[opencog-dev] Re: Link-crossing and copulas [was Re: [Link Grammar] Re: LG 5.5.1

Linas Vepstas Sat, 17 Nov 2018 18:19:37 -0800

Hi Dick,

Well, yes, but, "it depends". What you describe is found, more-or-less.
There are some (relatively simple) mechanical processes that generate
this.  Since they are mechanical, they are meant to be taken as
non-judgmental, non-subjective lab instruments for examining syntax
collected from nature, in the wild.  Like 17th century telescopes, they are
blurry, and allow subjective interpretation.  You see something, but its
not always clear what you see. Different ones give different views. There
is a fairly broad selection, each of which gives different details, even as
they agree on the overall structure.  The good news is that they agree on
the overall structure, and that this overall structure agrees with
classical symbolic linguistics, at a general level; the game is now to get
to the next level of detail.  The details are currently too blurry to say
"ah ha, this linguist was exactly right, and that one was exactly wrong".
It seems likely that everyone was a little-bit right, and a little-bit
wrong. So it goes.

Let me give a concrete example, the MST example. This is a one-page recap
of Deniz Yuret's PhD thesis, circa 1998. I  hope this is not too off-track.

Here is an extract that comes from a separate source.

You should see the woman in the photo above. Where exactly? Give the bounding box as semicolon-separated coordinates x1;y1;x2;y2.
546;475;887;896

Here, one starts with some reasonably large corpus, say wikipedia, or
project gutenberg. (you eventually discover that wikipedia is very very
deficient in action verbs, like run, jump, cry, sing, sail, think.  But
that's for much much later. It does, however, affect the statistics very
deeply.)

One then counts the co-occurrence of word-pairs. How often is word w seen
to the left of word v, in a window of size 6 or 8 or so? (Window size
mostly doesn't matter much).  Call this count N(w,v).  This is a "real"
quantity, based on "facts", its a measurement of "reality".
Corpus-dependent, but based on language captured in-the-wild.

Next: compute a magical quantity: the "point-wise mutual information", MI
or PMI. I can explain/motivate why it's correct, or "best", just not here,
not now. There are other possibilities, too, but the other ones are less
coherent, they don't quite make sense.   The MI is a simple, explicit
formula:

    MI(w,v) = log_2 N(w,v) N(*,*) / N(w,*) N(*,v)

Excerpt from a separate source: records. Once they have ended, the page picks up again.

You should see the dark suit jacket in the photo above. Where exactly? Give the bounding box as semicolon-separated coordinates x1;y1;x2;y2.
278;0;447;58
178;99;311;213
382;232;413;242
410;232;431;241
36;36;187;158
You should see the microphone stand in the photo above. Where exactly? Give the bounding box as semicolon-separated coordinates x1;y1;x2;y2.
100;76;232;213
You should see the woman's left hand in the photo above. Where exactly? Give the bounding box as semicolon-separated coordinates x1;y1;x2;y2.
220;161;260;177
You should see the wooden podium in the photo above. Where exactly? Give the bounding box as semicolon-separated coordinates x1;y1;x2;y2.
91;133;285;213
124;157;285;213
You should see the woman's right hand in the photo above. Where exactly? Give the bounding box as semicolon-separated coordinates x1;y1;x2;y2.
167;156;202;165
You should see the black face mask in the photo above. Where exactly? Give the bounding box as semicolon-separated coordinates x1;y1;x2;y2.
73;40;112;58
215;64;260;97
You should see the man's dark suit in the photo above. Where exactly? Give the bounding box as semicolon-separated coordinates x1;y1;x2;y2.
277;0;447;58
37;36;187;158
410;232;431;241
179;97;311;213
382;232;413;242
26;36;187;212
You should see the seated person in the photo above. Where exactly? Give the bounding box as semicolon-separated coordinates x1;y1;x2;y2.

where N(w,*) = sum-over-all-v N(w,v) and N(*,*) = sum-total of all
word-pairs that were counted.  There is a very long history rooted in
mathematics and physics and information theory that explains what MI is,
and why it is a "good thing", suitable for this task. (That is, MI has
nothing do do with language: it works for chemistry, too, and astronomy,
etc. It's generic.)

For linguistics, MI is nice because ... when two words co-occur, it has a
large value, and when they don't, it has a small (or negative) value.
Typical range for MI is from minus 20 to plus 40 or so (depending on corpus
size).  Examples:

     MI(Northern, Ireland) = +25
     MI(the, and) = -10

Yuret's Ansatz: we can, we should use MI to tell us which links in a
dependency parse are the correct links.  The highest-MI links are correct,
in some certain objective sense, and the lowest-MI ones are garbage,
nonsense.

The algorithm: MST "Maximum Spanning Tree".  Take a sentence. Draw an edge
that connects every possible word to every other, i.e. a clique, a big
tangle, and then remove all links with the lowest MI until a tree is left.
(alternately, start with no edges at all, and add the highest-MI edge, then
the second highest, etc. until you have a tree, and no unconnected words).
Then declare this to be the "correct parse", brush the dust off your
overalls, and call it a day.  Here's what happens when you do this, and
some critiques, and how to do better:

-- Yuret does this, and finds 85% accuracy or thereabouts, vs. a
hand-annotated corpus. (Which I think needs to be acknowledged as a huge
success! Viz: linguists are not hallucinating; the structure is "actually
there", in "true reality".)
-- Prepositions cause problems for MST.
-- During the search for the tree, you can (arbitrarily) choose to reject
crossing links. Or not.
-- During the search for the tree, you can arbitrarily choose to connect
all words (this might not make sense for interjections, coughs, sneezes,
non-verbal hand-motions, etc.)
-- During the search for the tree, you can explicitly exclude loops (but
perhaps loops are desirable, so...)
-- The above did not describe a link from "root" to head-word. (there's a
way to fix this).
-- The links are unlabeled: the algo does not tell you if they are subj,
obj, etc.

The last criticism is perhaps the deepest, most significant.  I claim I
know exactly how to get past it. Also, I claim I know how to get past the
85% accuracy.  I will not explain in this email, though.

The moral of the story:
-- One can objectively measure the existence of dependencies.
-- One has a lot of alternatives to explore (tree or loops allowed? cross
or no-cross allowed? Use MI or use something else? (others have explored
"something else", were less successful, but more famous. Standard story of
fame and prestige in academia))
-- The MST or MST-like approaches are a way-point, not the final end-point.
A step on the path.

Oh, I should mention: some of the neural-net stuff, like word2vec, GloVe,
can be kind-of understandable as sort-of MST-like things, if you look at
them the right way. There's a lot to be said, but it does offer a bridge
between the "here" of symbolic linguistics, and the there of the
deep-learning crowd, a unification of the two.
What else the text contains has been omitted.